I went through many go-lives with new technologies and would always wonder, ‘Who designed this? And did they get any input from the actual people who would be using it to take care of patients – people like the nurses?’

It seemed like electronic medical records (EMRs) kept getting harder and harder to use and required more and more charting – which consumed precious time that I could’ve spent with my patients. I’ve seen the occasionally dire outcomes and experienced firsthand the frustrations caused by healthcare innovations.

So, instead of being another nurse complaining about technology, I decided I was going to be part of the solution. I wanted to use my experience to transform the industry from a user-centric perspective, starting with an EMR provider that I had used every shift.

Healthcare technology must innovate to reach more people, effectively

At the bedside, I could help only one patient at a time. But with technology I could help countless patients and clinicians every day.

People frequently ask me, ‘Why did you become a nurse if you don’t take care of patients anymore?’ Simply put, I became a nurse because I wanted to help people. I wanted to listen, and to comfort and support them by being a shoulder to lean on during their worst days – days when it seemed like their world was falling apart and would never be the same.

My departure from bedside nursing wasn’t easy, as I still miss the patient rapport. But I knew that I could make a bigger impact and touch more lives with technology.

Clinicians know what clinicians need, and we can work backwards to figure out how tech can help make us better caregivers and deliver better and safer care.

This is something that can’t be taught in a classroom. It comes from a deep understanding and empathy of the clinical side that you can only get from real-world experience.

I believe healthcare must innovate. While emerging technologies have consistently embedded themselves in our day-to-day lives, healthcare has unfortunately lagged in adoption and adaption. However, a giant leap was made with the impact of COVID-19.

The pandemic quickly expanded the need for innovative tech projects and triggered a rapid adoption of technology that shows no signs of stopping anytime soon.

I had mixed feelings about not being at the patient's bedside at the start of the pandemic because I wanted to help patients and my fellow nurses. Fortunately, it didn’t take long for me to find ways to help through technology.

Thanks to my nursing background and expertise, I was able to collaborate with my technical colleagues to add new functionality, dashboards and workflows to our solutions that could help ease some of the critical challenges brought on by the pandemic.

I knew what these providers needed and understood the challenges they were facing because I’ve been in their shoes. These were once my challenges, my staff and my patients.

Delivering care, with care, for better outcomes

My hope is that more tech companies will realize they can use the skillsets of nurses to better understand the clinical and operational challenges of the industry. This will contribute greatly to the ongoing development and improvement of healthcare technology, making it a more user-friendly and enhanced experience all around.

Today, in my role at NTT, I have the honor and privilege of being part of a team of innovators and doers.

With innovative solutions like edge computing, cloud and 5G, we’re pushing the needle far beyond what we ever thought was possible – and transforming healthcare for the better.

Working in healthcare technology has allowed me to promote meaningful change.

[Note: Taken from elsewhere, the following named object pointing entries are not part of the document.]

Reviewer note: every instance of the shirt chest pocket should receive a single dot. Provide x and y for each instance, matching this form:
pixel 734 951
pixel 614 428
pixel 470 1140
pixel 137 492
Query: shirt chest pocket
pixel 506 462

By creating innovative solutions, we enable healthcare providers to deliver safer, higher-quality care to more patients every day. It’s given me a seat at the table, representing the voice of the clinician and advocating for clinicians’ needs when decisions that affect the largest group in the healthcare workforce are made.

Everyone experiences healthcare at some point in their life, and the impact of a negative experience can last a lifetime. I became a nurse because I wanted to help people and make a positive impact in the lives of those who need it most. Whether I’m at the bedside, co-innovating with senior executives in the industry, at the policy table or in the boardroom, I am a nurse, first and foremost. I will always embody the nursing mindset of delivering care, with care, for life-changing outcomes.